WASHINGTON (AP) – The State Department said on Tuesday that the Biden administration was consulting its allies on a common approach to China and its human rights record, including how to handle the upcoming Olympic Games. Beijing winter.
The department initially suggested an Olympic boycott to protest China’s rights violations was among the possibilities, but a senior official later said a boycott had yet to be discussed.
The official said the U.S. stance on the 2022 Games had not changed but the administration was in frequent contact with its allies and partners over their common concerns about China. Department spokesman Ned Price said earlier consultations were taking place in order to present a united front.
“Part of our review of these Olympics and our thinking will involve close consultations with partners and allies around the world,” Price told reporters.
Human rights groups are protesting against China’s hosting of the Games, which are slated to begin in February 2022. They called for a diplomatic or outright boycott of the event to draw attention to the games. Chinese allegations of abuse against Uyghurs, Tibetans and residents of Hong Kong. .

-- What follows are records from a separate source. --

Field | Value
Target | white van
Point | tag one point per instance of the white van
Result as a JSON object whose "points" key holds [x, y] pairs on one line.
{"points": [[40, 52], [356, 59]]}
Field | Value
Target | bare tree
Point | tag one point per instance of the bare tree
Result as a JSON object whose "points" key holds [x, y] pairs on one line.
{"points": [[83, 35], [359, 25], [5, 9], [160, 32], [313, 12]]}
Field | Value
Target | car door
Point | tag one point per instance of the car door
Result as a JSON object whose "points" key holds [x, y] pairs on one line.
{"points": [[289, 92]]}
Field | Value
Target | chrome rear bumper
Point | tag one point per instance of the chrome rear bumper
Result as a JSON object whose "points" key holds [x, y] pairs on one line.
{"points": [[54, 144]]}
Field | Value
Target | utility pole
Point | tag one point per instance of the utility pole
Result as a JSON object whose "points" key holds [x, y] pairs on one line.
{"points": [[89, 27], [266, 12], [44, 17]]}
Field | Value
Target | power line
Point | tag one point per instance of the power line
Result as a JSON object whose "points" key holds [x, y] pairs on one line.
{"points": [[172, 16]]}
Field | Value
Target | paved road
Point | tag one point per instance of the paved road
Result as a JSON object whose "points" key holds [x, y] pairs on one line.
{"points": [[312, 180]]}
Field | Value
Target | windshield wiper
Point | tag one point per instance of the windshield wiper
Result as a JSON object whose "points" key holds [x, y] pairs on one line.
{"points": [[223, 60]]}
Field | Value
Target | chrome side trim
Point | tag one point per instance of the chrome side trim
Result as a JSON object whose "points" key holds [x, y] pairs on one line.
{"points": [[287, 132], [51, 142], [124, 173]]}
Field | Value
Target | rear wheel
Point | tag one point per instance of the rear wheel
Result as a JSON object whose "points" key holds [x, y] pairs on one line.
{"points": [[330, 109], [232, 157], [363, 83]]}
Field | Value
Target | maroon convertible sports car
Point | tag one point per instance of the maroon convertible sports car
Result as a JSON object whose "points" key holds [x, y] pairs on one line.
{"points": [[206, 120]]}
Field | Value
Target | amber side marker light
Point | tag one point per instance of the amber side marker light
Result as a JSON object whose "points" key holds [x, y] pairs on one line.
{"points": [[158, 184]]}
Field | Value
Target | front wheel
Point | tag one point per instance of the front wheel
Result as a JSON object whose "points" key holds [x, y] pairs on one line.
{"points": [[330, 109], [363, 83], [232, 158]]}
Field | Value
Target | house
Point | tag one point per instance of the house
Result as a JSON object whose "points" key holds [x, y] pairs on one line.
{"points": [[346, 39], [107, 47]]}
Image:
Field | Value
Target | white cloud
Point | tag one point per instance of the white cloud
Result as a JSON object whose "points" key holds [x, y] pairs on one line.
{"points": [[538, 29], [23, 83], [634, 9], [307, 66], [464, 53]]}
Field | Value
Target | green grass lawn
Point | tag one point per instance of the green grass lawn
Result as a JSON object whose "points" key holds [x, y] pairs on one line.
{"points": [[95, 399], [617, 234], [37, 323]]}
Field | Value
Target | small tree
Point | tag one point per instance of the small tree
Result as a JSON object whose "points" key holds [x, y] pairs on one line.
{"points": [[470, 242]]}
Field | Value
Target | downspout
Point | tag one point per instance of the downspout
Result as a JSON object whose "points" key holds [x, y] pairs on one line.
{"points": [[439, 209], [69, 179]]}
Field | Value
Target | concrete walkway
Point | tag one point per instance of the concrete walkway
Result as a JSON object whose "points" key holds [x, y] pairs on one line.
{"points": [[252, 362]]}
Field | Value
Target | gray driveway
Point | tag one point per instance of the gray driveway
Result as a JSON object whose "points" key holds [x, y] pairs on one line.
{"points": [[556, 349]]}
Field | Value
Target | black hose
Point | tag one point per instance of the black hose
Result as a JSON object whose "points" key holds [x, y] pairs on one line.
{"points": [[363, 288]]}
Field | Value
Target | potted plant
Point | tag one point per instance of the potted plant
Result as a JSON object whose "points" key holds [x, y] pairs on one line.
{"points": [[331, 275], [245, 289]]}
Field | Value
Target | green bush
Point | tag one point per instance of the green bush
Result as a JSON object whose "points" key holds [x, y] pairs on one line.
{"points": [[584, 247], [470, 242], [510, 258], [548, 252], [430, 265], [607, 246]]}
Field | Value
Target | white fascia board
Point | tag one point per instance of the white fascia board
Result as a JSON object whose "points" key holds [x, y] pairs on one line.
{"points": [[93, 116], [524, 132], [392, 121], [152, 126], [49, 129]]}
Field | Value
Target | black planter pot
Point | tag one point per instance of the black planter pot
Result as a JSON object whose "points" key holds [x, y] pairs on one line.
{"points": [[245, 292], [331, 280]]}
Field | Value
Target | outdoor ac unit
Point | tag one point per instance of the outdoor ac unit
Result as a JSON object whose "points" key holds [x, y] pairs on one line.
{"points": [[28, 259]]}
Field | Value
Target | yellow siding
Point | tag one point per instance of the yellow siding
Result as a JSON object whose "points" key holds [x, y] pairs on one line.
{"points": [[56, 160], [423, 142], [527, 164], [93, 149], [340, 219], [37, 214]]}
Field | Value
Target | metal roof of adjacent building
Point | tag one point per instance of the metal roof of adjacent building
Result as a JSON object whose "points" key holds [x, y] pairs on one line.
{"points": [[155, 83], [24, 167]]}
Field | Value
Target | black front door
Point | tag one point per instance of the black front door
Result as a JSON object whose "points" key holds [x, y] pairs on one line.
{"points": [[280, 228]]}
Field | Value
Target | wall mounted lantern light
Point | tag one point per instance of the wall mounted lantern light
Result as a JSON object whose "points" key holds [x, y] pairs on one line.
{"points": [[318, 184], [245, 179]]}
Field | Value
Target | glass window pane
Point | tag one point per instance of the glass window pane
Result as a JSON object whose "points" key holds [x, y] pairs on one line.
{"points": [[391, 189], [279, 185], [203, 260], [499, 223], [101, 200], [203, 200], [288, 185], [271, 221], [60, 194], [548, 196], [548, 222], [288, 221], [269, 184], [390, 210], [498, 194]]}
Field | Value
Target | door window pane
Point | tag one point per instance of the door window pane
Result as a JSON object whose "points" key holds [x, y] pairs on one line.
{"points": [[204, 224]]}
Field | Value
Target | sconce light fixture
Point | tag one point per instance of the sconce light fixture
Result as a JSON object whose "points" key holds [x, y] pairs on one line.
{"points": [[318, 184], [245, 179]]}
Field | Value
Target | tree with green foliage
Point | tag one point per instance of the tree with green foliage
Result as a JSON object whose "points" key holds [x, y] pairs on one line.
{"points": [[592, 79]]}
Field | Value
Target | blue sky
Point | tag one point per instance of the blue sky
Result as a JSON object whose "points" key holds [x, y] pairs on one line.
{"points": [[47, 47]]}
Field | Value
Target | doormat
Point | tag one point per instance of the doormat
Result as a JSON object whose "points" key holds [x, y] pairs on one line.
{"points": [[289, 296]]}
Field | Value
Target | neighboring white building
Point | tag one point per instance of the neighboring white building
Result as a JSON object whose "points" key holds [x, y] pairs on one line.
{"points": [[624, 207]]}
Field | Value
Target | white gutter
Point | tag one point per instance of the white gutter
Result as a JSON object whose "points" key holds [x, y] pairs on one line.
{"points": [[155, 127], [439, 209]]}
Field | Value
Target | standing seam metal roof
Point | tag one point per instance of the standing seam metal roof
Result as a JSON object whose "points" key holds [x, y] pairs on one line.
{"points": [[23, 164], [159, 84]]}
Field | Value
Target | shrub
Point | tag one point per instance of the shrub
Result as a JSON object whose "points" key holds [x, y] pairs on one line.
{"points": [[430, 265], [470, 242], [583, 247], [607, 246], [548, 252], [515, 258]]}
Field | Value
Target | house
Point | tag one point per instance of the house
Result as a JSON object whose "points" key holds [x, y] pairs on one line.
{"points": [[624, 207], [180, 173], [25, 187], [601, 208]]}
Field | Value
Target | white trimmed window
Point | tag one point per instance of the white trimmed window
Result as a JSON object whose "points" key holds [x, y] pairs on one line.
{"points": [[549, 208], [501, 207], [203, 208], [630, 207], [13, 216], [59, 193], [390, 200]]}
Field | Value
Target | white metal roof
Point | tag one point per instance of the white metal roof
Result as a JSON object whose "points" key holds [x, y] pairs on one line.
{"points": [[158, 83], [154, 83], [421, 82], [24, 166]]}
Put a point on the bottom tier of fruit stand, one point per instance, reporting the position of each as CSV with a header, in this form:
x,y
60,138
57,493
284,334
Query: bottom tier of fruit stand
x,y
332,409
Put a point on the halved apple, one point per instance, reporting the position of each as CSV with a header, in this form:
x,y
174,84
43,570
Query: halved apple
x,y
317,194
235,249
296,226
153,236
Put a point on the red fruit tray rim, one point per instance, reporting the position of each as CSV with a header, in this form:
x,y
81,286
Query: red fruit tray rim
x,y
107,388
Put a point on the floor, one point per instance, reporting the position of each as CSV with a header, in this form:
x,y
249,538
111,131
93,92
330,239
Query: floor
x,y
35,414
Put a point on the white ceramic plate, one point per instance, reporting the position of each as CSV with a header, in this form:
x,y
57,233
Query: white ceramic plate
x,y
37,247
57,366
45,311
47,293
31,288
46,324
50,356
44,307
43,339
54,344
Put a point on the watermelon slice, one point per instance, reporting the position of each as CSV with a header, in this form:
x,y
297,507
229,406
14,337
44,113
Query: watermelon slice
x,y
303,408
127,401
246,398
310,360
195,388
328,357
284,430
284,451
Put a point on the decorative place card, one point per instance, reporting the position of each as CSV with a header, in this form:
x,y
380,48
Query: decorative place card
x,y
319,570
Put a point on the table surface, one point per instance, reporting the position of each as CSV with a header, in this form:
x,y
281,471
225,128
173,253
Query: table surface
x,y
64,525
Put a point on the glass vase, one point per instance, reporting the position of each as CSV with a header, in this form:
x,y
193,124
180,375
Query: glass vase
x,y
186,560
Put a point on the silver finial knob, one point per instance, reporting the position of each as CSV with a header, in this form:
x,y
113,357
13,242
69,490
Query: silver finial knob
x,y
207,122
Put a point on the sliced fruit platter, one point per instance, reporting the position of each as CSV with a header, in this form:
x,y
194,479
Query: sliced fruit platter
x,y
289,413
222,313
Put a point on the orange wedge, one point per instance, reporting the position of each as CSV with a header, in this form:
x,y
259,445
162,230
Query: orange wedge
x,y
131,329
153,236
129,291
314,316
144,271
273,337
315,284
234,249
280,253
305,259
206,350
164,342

Price declined to say when a decision regarding the Olympics could be made, but noted that there is still almost a year left before the Games begin.

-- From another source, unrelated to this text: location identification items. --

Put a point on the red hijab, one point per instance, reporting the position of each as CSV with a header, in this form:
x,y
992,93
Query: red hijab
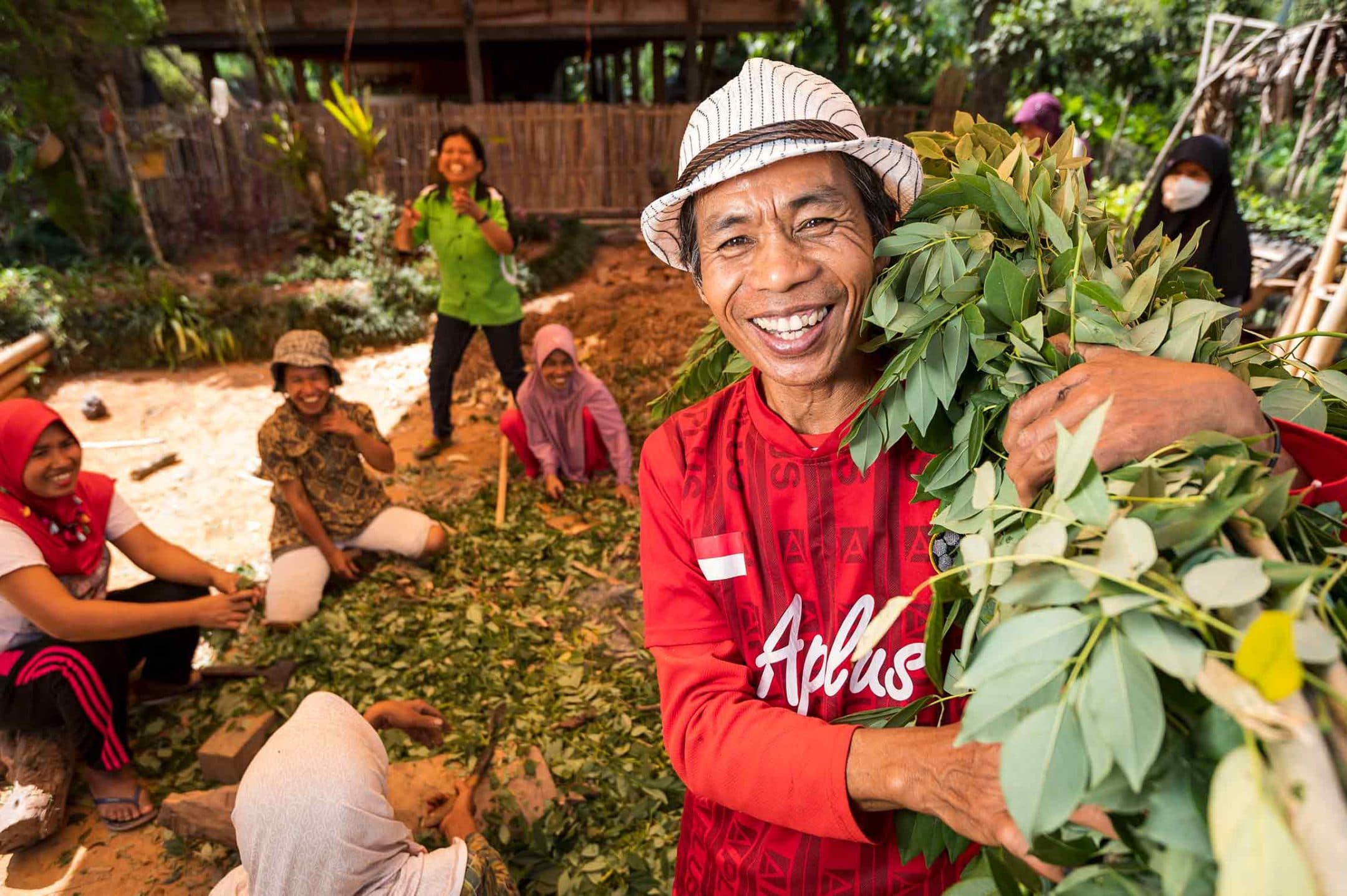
x,y
69,531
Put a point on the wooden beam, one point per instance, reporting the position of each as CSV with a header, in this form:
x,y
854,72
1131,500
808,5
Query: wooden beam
x,y
208,68
658,72
476,92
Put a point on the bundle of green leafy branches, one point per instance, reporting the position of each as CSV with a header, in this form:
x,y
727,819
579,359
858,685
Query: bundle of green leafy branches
x,y
1164,640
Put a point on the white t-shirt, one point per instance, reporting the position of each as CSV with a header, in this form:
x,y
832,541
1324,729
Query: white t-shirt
x,y
19,551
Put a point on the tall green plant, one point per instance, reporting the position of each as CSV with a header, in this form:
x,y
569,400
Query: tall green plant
x,y
360,126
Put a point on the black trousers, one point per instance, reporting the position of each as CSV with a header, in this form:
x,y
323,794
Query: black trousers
x,y
82,688
447,355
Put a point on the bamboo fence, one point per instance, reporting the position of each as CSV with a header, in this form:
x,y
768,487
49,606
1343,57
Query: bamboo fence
x,y
587,160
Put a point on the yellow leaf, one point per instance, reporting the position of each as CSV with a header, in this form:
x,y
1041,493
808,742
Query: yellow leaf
x,y
1268,657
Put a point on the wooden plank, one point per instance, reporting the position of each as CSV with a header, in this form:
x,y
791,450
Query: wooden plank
x,y
225,756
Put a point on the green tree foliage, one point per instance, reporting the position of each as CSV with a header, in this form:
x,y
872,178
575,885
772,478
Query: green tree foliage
x,y
52,52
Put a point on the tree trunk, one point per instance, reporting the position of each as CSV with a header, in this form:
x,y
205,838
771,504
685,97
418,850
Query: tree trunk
x,y
41,769
990,81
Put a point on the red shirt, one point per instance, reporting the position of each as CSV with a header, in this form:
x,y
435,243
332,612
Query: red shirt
x,y
764,557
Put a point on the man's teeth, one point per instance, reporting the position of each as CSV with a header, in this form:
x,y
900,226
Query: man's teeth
x,y
794,325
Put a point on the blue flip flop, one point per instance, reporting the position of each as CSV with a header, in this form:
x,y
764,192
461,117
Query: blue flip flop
x,y
131,824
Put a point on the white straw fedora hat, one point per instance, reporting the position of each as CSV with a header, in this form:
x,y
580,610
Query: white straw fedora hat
x,y
772,111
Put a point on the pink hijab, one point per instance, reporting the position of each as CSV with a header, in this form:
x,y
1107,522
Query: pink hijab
x,y
556,421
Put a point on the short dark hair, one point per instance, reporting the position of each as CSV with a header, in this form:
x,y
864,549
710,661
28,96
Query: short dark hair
x,y
881,211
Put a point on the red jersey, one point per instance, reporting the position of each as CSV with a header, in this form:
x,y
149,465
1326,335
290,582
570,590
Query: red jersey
x,y
764,556
773,554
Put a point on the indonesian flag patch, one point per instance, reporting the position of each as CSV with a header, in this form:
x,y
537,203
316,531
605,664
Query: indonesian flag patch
x,y
721,557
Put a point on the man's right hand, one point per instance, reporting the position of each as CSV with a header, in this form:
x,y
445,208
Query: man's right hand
x,y
342,565
223,610
960,786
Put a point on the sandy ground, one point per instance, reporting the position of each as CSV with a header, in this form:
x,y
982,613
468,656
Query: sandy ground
x,y
634,320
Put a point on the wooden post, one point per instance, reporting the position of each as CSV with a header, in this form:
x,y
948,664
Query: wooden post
x,y
692,73
108,87
208,68
658,72
708,64
634,68
297,69
476,94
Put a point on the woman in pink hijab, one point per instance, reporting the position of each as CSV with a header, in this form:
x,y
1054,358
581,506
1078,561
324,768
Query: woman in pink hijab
x,y
567,425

“These Games are still a long way off. I wouldn’t want to put a timeline on it, but these discussions are ongoing, ”he said. “This is something we certainly want to discuss and it is certainly something we understand that a coordinated approach will not only be in our best interests, but also in the best interests of our allies and partners. So that’s one of the issues on the agenda, both now and in the future. “
The Beijing Winter Olympics will open on February 4, 2022, and China has denied all charges of human rights violations. He says “political motives” underlie the boycott effort.
Rights groups met with the International Olympic Committee and were told that the Olympic body must remain politically “neutral”. The IOC told them that China had given “assurances” on the human rights conditions.
The IOC and the US Olympic and Paralympic Committee have said in the past that they oppose boycotts.
In March, IOC President Thomas Bach said history shows boycotts never work. “It doesn’t make any sense either,” he says. “Why would you punish athletes from your own country if you have a dispute with a government from another country? It just doesn’t make sense.
The USOPC questioned the effectiveness of the boycotts. “We oppose boycotts of the Games because they have been shown to have a negative impact on athletes while not effectively addressing global issues,” he said. “We believe that the most effective course of action is for the governments of the world and of China to engage directly on human rights and geopolitical issues.”